Joanna van Son is a fine artist based in London. Van Son was born in Oman to Venezuelan/Irish and Dutch parents, and grew up in China, Russia, and the UK. Van Son commenced her current artistic practice while studying architecture at the Bartlett.
Exploring the female figure inside and out – her earliest studies were critically ambivalent self-portraits – her paintings and drawings distort the familiar spatial qualities of the human body, paying particular attention to the material and symbolic textures and sensitivities of the skin. It is all a study of belonging and inhabitation unfolding as an open-ended thought process that perverts a context’s conditions through fragments of longing figures that straddle between imagined and observed depictions in her studio and from her recollection. Her motive to understanding belonging is driven by the friction between drawing and painting in the act of figmenting circumstance from a figure itself. The figure is always already there.

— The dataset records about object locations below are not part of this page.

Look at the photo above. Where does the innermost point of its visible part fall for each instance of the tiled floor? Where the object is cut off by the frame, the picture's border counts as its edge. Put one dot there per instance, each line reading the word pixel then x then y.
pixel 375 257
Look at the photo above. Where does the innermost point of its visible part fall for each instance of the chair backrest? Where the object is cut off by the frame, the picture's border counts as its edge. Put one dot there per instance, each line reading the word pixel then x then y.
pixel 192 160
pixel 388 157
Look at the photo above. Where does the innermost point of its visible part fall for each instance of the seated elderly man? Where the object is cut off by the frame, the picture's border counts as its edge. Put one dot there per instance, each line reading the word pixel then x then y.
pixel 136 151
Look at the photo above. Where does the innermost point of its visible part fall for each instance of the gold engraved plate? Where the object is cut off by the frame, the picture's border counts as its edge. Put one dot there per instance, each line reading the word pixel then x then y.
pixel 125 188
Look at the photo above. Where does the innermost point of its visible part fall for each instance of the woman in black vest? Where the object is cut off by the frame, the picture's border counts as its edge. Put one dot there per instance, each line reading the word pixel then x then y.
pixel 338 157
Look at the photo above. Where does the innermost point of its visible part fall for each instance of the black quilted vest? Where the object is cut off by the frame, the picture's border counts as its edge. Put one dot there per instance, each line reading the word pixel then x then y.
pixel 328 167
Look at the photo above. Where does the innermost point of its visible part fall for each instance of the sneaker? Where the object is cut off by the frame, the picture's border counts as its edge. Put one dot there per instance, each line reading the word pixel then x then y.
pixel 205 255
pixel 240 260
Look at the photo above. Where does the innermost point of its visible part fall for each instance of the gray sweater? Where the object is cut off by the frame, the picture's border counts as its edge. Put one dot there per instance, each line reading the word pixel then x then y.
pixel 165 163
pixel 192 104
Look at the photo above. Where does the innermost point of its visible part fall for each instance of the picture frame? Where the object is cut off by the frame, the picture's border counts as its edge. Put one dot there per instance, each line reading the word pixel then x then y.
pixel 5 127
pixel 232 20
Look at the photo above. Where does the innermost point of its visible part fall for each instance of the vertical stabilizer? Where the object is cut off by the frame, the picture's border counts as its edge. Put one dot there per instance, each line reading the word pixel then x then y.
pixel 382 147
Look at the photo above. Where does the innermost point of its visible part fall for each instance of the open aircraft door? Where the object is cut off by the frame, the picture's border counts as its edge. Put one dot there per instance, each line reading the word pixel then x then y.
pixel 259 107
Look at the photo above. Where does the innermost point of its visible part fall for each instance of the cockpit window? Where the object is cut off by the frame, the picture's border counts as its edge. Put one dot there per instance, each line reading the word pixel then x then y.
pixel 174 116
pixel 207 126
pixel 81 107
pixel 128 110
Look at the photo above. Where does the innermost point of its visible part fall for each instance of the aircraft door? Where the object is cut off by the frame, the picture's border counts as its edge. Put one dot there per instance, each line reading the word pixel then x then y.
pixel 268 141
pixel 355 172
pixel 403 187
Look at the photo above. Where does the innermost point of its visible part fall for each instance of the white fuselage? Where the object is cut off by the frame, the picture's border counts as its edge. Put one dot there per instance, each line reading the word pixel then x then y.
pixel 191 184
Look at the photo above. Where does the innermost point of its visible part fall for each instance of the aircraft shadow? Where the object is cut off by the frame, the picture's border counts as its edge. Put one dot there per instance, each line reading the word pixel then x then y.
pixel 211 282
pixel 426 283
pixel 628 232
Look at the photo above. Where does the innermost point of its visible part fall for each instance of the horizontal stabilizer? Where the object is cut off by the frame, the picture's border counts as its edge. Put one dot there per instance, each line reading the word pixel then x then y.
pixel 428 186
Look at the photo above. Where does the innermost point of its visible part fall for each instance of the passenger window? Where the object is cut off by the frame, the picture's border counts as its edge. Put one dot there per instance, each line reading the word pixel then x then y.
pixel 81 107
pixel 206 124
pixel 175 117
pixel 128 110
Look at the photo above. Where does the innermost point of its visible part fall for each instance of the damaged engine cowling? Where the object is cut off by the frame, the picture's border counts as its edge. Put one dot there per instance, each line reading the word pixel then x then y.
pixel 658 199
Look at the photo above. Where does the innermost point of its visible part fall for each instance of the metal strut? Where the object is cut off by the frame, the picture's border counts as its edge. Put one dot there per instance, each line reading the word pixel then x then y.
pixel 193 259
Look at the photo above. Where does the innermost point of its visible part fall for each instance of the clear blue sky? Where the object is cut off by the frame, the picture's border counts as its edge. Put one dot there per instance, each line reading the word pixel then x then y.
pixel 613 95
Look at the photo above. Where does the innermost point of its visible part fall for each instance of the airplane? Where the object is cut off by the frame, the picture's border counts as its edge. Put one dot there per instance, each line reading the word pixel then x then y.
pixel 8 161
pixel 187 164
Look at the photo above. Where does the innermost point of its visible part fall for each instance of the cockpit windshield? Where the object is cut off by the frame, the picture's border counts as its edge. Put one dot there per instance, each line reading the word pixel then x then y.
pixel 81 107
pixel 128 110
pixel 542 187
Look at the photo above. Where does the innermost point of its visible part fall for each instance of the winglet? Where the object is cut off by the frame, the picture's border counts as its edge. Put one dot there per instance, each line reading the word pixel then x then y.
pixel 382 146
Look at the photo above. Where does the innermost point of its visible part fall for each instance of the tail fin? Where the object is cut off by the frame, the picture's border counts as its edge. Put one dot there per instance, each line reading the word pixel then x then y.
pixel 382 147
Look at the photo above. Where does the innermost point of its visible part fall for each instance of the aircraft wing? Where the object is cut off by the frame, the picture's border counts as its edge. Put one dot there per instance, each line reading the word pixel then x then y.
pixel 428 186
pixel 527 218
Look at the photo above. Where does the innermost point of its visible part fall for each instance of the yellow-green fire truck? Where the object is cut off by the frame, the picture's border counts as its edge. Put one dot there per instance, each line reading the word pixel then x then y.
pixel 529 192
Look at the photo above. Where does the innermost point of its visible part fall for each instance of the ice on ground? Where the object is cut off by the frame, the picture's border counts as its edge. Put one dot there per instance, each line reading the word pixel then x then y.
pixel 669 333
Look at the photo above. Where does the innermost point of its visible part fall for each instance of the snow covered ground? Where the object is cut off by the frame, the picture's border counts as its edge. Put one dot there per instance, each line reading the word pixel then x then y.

From a young age, van Son was attracted to the intensity of bodily representations in Baroque art, taking particular interest in paintings by the master Caravaggio and the dynamism he brought forth through candlelight. Recognising the dynamic quality of figurations in Caravaggio’s as well as the contemporary artist Cecily Brown’s paintings, van Son developed a vital appreciation for process in her work.
She paints on thin unprimed cotton canvases nailed to the plaster walls of her studio. Once complete, each canvas is peeled off the wall and stretched onto a wooden frame. This unique practice exposes all the strokes and steps she has made, while also leaving a positive imprint, a trace, on the wall, which becomes the site of an extraordinary palimpsest that fragments and thickens over time.
Ultimately, her fascination is with the playfully-violent grey zones of reality-making that are made visible by the practices of art and architecture. Van Son draws upon her engagement with both disciplines to paint the ‘forces’ that lie beneath meaning and affect and give them their structure, revealing the often-occluded processes that constitute belonging as well as its point of disconnect.